Demand for animal protein and increasing wealth fuelled a tripling in the domestic production of livestock in China between 1980 and 2010, and the rise, despite some improvements in efficiencies at the farm level, had significant impacts on environmental sustainability, nationally and globally.
With this rise set to continue, an international team of researchers has now devised a blueprint to increase production efficiency and environmental performance through a “new transition” backed by an array of stakeholders. Their findings are published this week in Science Advances.
“China’s livestock transition is massive, in terms of its scale and speed,” said Zhaohai Bai, an Associate Professor at the Center for Agricultural Resources Research in the Institute of Genetic and Developmental Biology of the Chinese Academy of Sciences (CAS) and the team’s lead author.
Bai notes how the “Livestock Revolution” has been compared with the better known “Green Revolution” in cereals production, with the market value of the global increases in meat and milk consumption between 1970 and 1990 being twice that of wheat, rice and corn.
In China, the average meat, milk and egg consumption per capita increased by 3.9, 10 and 6.9 times from 1980 to 2010, more than anywhere else in the world. The livestock population grew from 142 to 441 million animals over the period, lifting the sector’s economic value almost 60-fold, and China became the world’s biggest livestock producer, ahead of the US and Europe.
At the farm level, the proportion of more nutrient efficient monogastric animals (pigs and poultry rather than ruminant animals, cattle and sheep) rose from 62% to 74%, and the number of landless (housed) industrial systems, which reduce the impact of greenhouse gas (GHG) emissions (at a product intensity level, or GHG emissions per unit of product) but limit sustainable production, rose 70-fold.

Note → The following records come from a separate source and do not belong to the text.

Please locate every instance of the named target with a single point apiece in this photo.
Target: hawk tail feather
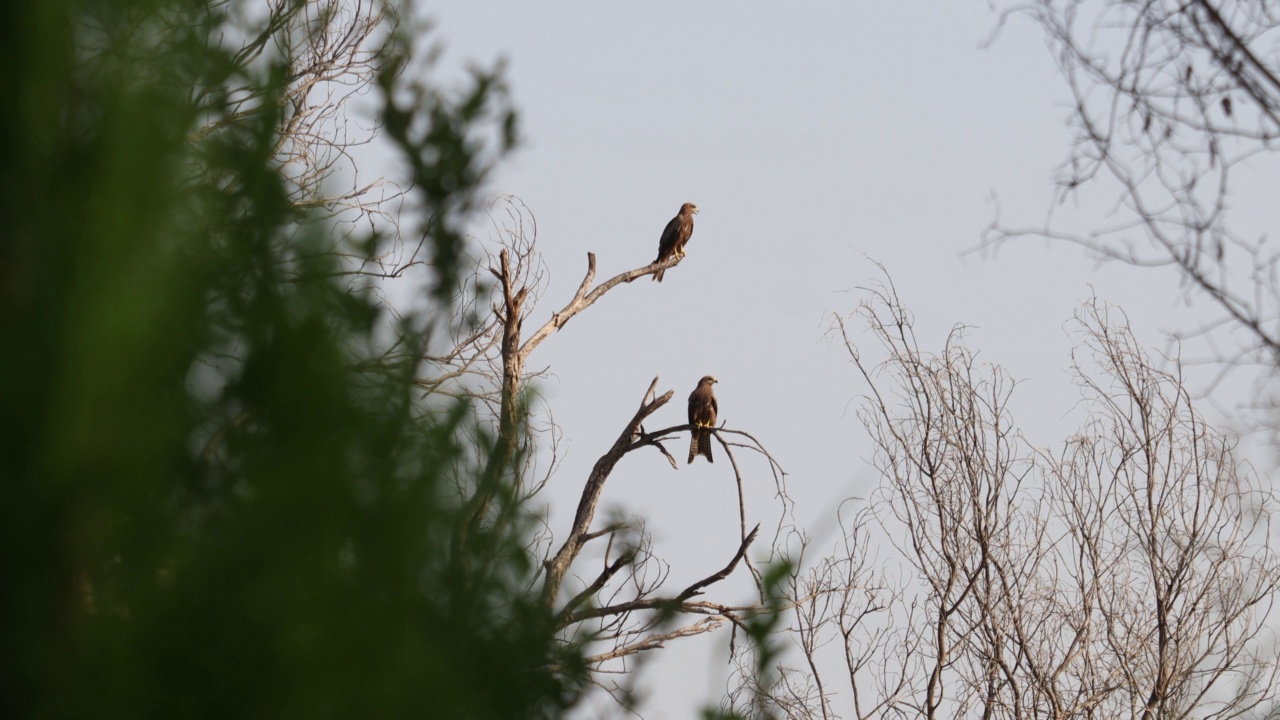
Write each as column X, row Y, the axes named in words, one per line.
column 700, row 443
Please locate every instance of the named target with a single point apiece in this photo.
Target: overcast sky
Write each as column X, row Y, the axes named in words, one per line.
column 813, row 139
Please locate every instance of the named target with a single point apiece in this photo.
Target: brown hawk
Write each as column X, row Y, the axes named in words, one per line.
column 702, row 418
column 676, row 236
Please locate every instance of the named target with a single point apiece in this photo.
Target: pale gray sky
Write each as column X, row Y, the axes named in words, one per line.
column 810, row 137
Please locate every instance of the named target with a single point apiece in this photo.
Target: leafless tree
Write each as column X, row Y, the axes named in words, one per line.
column 1176, row 106
column 328, row 54
column 1128, row 574
column 622, row 607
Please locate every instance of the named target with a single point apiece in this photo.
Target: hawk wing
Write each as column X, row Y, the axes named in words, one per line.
column 668, row 244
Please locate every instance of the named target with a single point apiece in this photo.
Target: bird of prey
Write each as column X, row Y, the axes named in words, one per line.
column 702, row 417
column 675, row 236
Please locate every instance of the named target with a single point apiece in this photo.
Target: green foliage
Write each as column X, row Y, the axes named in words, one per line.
column 211, row 502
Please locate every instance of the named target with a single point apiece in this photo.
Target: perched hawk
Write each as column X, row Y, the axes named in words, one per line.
column 702, row 415
column 675, row 236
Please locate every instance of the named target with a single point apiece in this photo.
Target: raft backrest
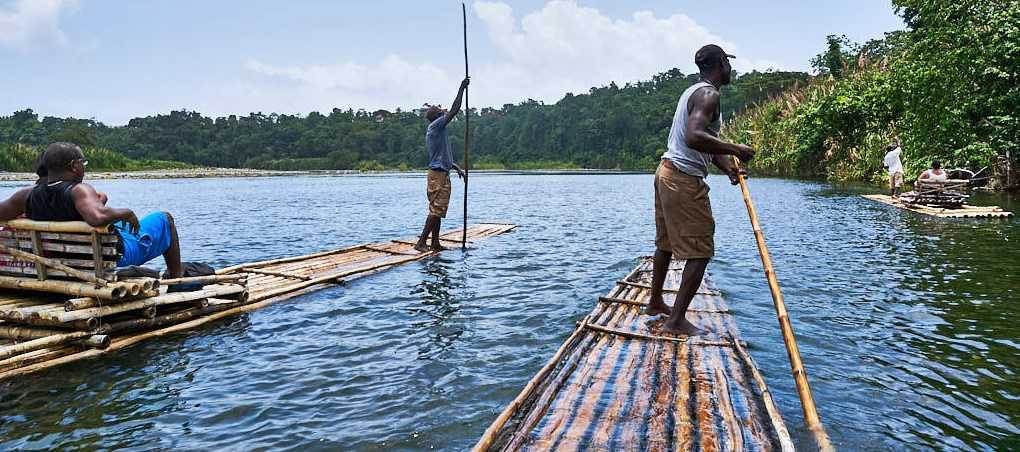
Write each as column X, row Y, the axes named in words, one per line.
column 74, row 244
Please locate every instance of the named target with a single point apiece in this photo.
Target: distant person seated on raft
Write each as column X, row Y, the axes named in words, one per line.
column 934, row 174
column 65, row 198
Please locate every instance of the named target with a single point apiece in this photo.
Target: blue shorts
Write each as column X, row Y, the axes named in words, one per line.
column 152, row 240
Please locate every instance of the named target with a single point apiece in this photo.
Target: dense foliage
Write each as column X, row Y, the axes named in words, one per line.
column 610, row 127
column 19, row 157
column 949, row 87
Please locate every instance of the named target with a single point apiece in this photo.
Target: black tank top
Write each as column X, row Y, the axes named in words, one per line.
column 52, row 202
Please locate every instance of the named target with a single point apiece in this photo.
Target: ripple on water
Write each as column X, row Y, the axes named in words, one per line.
column 907, row 324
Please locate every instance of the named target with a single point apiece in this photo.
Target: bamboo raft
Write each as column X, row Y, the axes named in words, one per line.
column 619, row 384
column 43, row 330
column 965, row 211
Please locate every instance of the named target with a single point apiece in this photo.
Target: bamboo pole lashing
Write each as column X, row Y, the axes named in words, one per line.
column 36, row 344
column 55, row 227
column 204, row 280
column 276, row 273
column 287, row 259
column 21, row 333
column 42, row 262
column 642, row 303
column 179, row 297
column 811, row 417
column 665, row 290
column 26, row 244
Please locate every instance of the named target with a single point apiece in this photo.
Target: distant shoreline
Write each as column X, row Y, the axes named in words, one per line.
column 250, row 172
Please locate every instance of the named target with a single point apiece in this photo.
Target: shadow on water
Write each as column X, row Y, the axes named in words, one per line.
column 441, row 292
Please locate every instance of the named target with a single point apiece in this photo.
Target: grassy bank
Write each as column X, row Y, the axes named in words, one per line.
column 21, row 158
column 949, row 87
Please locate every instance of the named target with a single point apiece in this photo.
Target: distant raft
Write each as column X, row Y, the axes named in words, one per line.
column 619, row 384
column 965, row 211
column 51, row 321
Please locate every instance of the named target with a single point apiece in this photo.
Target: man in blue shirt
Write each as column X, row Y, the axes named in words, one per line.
column 440, row 163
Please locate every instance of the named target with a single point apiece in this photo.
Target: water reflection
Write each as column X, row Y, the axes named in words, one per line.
column 441, row 294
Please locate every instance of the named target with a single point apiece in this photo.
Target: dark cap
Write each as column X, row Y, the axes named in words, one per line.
column 710, row 54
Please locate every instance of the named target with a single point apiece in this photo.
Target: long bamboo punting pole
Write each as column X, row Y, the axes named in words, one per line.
column 71, row 288
column 467, row 130
column 41, row 343
column 800, row 374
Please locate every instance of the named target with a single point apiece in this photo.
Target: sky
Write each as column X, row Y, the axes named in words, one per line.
column 116, row 59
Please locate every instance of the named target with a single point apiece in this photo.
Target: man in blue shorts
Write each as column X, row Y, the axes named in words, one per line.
column 65, row 198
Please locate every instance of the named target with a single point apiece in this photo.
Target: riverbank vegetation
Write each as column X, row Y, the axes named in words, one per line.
column 611, row 127
column 949, row 87
column 21, row 158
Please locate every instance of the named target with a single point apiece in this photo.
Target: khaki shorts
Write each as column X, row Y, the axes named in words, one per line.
column 683, row 222
column 439, row 193
column 896, row 180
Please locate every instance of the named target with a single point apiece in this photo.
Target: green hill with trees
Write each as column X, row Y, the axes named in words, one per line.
column 949, row 86
column 610, row 127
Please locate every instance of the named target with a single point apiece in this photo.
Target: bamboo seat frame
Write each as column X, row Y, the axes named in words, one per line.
column 58, row 250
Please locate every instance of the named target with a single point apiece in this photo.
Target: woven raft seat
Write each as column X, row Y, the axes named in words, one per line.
column 74, row 244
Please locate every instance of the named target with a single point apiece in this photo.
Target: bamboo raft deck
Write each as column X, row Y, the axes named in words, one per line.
column 619, row 384
column 40, row 331
column 967, row 211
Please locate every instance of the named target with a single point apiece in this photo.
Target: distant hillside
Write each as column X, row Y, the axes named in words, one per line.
column 21, row 158
column 949, row 87
column 610, row 127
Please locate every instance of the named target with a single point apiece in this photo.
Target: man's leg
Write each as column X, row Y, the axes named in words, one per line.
column 694, row 272
column 172, row 254
column 660, row 266
column 437, row 245
column 430, row 222
column 660, row 263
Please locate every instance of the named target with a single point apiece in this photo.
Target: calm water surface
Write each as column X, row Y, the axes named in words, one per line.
column 908, row 324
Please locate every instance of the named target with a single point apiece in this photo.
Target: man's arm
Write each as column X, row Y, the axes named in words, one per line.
column 725, row 164
column 460, row 171
column 11, row 207
column 92, row 209
column 704, row 107
column 455, row 107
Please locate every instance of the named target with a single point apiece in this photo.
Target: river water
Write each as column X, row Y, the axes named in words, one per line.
column 908, row 324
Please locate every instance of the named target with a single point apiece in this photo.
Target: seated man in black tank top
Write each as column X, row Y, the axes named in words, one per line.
column 63, row 197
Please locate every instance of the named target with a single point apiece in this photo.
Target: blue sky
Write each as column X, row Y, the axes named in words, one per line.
column 114, row 60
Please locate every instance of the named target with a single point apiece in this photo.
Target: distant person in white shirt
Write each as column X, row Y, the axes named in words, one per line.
column 935, row 173
column 893, row 163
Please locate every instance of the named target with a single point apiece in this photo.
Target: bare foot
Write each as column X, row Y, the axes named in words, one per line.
column 657, row 308
column 683, row 329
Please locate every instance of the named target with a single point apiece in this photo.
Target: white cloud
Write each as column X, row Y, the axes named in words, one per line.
column 393, row 82
column 560, row 48
column 564, row 47
column 26, row 23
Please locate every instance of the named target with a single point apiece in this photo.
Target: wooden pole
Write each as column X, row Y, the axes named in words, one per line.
column 39, row 260
column 467, row 129
column 74, row 289
column 800, row 374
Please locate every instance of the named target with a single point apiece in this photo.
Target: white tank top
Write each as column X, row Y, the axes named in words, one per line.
column 685, row 159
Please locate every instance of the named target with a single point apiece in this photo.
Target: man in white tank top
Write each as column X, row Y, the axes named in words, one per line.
column 684, row 228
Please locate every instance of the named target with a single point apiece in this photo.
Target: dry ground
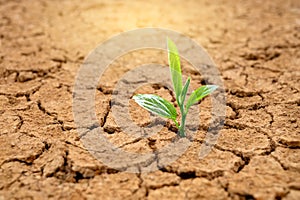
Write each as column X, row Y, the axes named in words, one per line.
column 256, row 45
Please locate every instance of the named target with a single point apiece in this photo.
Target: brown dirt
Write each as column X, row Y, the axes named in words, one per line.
column 256, row 45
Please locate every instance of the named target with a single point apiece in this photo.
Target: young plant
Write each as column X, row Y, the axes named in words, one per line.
column 164, row 108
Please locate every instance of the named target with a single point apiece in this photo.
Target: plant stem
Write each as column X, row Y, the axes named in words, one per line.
column 182, row 123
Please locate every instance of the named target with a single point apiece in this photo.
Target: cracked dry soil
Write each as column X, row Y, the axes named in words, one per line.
column 256, row 46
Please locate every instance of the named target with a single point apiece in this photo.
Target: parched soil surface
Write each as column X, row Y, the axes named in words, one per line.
column 256, row 46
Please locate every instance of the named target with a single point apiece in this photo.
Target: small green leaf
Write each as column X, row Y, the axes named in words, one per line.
column 156, row 105
column 199, row 94
column 175, row 69
column 184, row 90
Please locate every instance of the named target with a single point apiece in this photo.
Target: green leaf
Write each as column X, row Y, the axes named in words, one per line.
column 199, row 94
column 175, row 69
column 156, row 105
column 184, row 90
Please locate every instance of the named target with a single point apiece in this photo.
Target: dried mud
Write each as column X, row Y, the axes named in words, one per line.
column 256, row 46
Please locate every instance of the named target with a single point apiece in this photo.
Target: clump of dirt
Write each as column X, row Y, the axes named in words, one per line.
column 256, row 46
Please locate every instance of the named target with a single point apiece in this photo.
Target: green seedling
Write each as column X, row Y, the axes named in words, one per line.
column 166, row 109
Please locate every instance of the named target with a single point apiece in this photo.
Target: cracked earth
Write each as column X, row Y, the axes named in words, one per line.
column 256, row 46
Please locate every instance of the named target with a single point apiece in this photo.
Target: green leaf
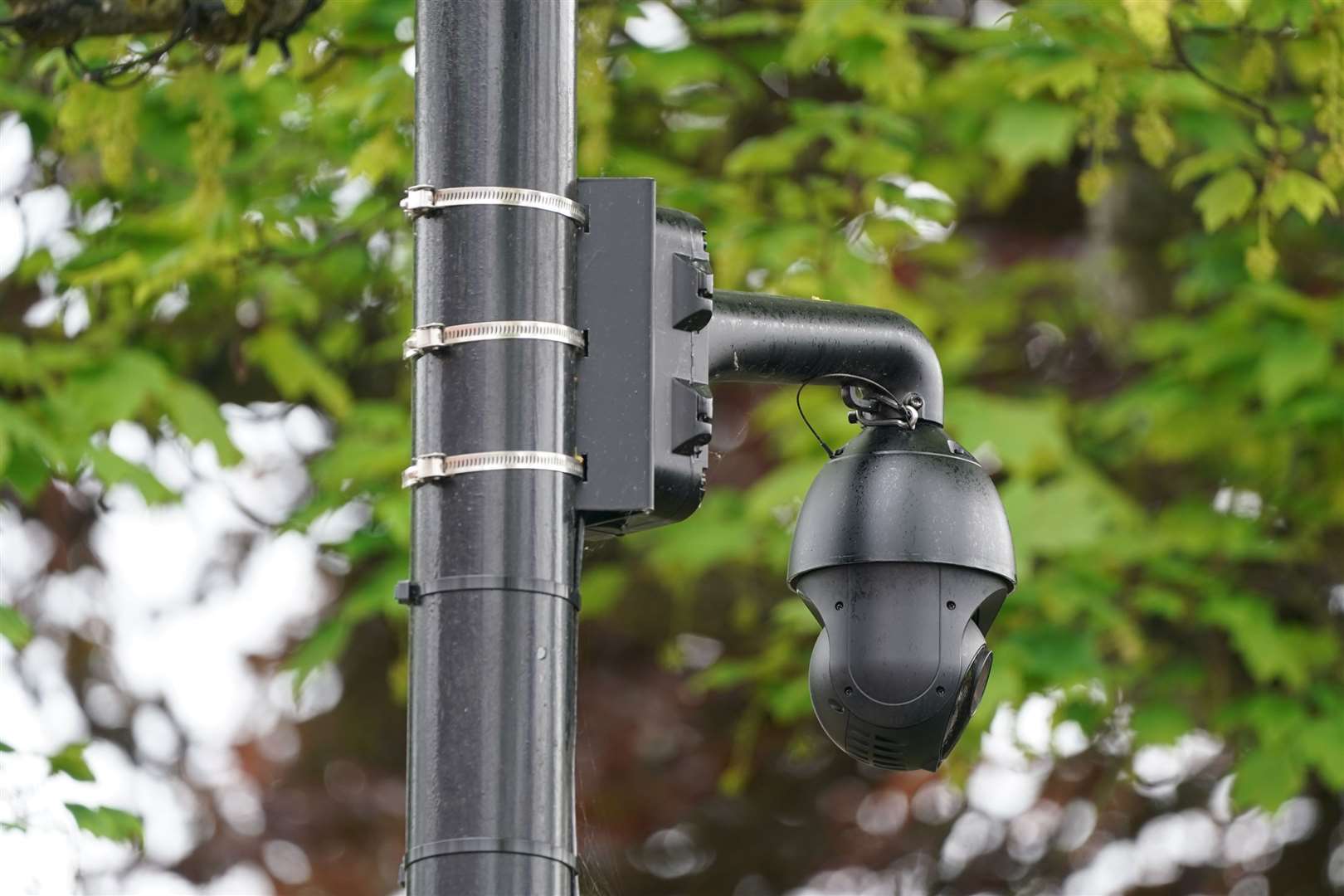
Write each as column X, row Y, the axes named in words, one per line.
column 1160, row 723
column 110, row 824
column 1025, row 134
column 1292, row 362
column 1320, row 742
column 71, row 762
column 324, row 645
column 602, row 589
column 1268, row 778
column 1200, row 165
column 114, row 469
column 195, row 414
column 297, row 373
column 1298, row 190
column 1155, row 137
column 791, row 700
column 1261, row 261
column 14, row 627
column 1226, row 197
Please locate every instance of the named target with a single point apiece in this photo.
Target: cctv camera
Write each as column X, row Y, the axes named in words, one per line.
column 902, row 553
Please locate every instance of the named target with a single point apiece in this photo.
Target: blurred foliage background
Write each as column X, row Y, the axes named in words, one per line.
column 1118, row 222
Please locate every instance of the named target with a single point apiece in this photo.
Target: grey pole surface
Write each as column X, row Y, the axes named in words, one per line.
column 494, row 555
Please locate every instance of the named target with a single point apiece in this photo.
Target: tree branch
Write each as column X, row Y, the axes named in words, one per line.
column 1183, row 58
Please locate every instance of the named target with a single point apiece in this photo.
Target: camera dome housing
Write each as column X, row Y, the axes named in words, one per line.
column 903, row 555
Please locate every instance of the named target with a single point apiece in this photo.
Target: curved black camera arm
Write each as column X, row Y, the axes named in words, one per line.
column 771, row 338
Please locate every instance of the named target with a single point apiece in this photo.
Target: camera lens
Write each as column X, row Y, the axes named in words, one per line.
column 969, row 694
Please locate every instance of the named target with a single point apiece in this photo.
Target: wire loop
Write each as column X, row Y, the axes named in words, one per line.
column 879, row 409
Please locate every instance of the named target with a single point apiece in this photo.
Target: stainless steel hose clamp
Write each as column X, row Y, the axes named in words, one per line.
column 429, row 338
column 441, row 466
column 424, row 199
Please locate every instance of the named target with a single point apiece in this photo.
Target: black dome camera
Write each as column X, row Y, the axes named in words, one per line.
column 902, row 553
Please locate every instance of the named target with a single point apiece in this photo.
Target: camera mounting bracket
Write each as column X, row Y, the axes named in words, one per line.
column 645, row 414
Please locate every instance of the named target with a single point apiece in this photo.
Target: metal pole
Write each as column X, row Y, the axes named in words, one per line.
column 494, row 555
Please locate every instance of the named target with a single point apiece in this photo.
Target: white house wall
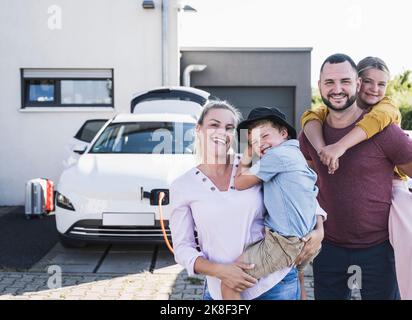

“However, the costs of livestock transition are also large,” said Lin Ma, the paper’s corresponding author, also at the CAS institute. “Animal feed imports have increased 49 times, total ammonia and GHG emissions to the atmosphere doubled, and nitrogen losses to watercourses tripled,” he adds.
Weak environmental standards, deregulation policies and subsidies, as high as Yuan 10 billion (£1 billion) a year since 2007, are blamed. “This new transition must be induced by government, processing industry, consumers and retailers,” stressed Ma.
The team, which also includes scientists from Rothamsted Research and University of Bristol in the UK, IIASA in Austria, Wageningen University in the Netherlands, as well as Agricultural University of Hebei and China Agriculture University, has explored two contrasting scenarios to 2050: a business-as-usual model and the new transition supported by stakeholders.
Without change, there will be even greater increases in emissions of GHGs and ammonia, and in losses of nitrogen to watercourses. With change, GHG emissions can be cut by almost half and nitrogen losses by nearly two thirds.
“China’s livestock transition has significant global impact and there is critical need to develop pathways for more sustainable livestock production as we face growing pressure on resources and environmental consequences of global agriculture,” said Michael Lee, Head of Rothamsted’s North Wyke site and one of the paper’s authors.
“Our group of international experts has mapped trajectories to help develop pathways to achieve a new transition targeted to increase production efficiency and environmental performance at a system level with coupling of crop-livestock production,” added Lee, who is also Professor of Sustainable Livestock Systems at Bristol Veterinary School.
This latest research from the CAS-led team follows the academy’s study of the measures needed to cope with China’s anticipated demand for three times as much milk by 2050 as it produced in 2010, without increasing GHG emissions and nitrogen pollution. The study was published in February in Global Change Biology.